Last Activity: 21 June 2012, 12:23 PM EDT

Posts: 4

Thanks Given: 3

Thanked 0 Times in 0 Posts

Delete first 100 lines from a BIG File

Hi,

I need a unix command to delete first n (say 100) lines from a log file. I need to delete some lines from the file without using any temporary file. I found sed -i is an useful command for this but its not supported in my environment( AIX 6.1 ). File size is approx 100MB.

Thanks in advance.

unohu

View Public Profile for unohu

Find all posts by unohu

06-17-2012

Registered User

2,288, 480

Join Date: Apr 2007

Last Activity: 3 May 2020, 8:28 AM EDT

Location: Saint Paul, MN USA / BSD, CentOS, Debian, OS X, Solaris

Posts: 2,288

Thanks Given: 430

Thanked 480 Times in 395 Posts

Hi.

Most versions of sed that support "-i" will use a temporary file:

Code:

`-i[SUFFIX]'
`--in-place[=SUFFIX]'
     This option specifies that files are to be edited in-place.  GNU
     `sed' does this by creating a temporary file and sending output to
     this file rather than to the standard output.(1).

     This option implies `-s'.

     When the end of the file is reached, the temporary file is renamed
     to the output file's original name. 

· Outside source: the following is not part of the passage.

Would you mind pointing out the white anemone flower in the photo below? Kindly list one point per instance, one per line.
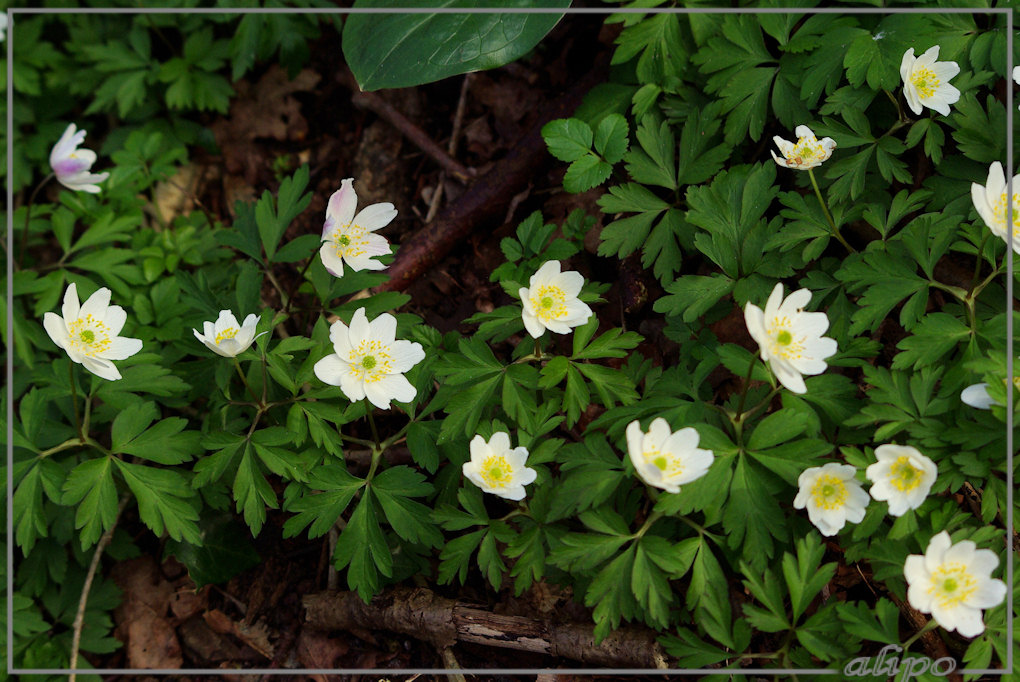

excerpt from info sed, q.v.

One way to really re-write in-place is to hold the data in memory. Here's one such solution with a short, no-frills perl script. The driving shell script will compare inodes using first sed and then perl. The sed solution shows that the file is different because of the rename, whereas the perl will keep the same inode:

Code:

#!/usr/bin/env bash

# @(#) s1	Demonstrate REAL re-write in place if enough memory, perl.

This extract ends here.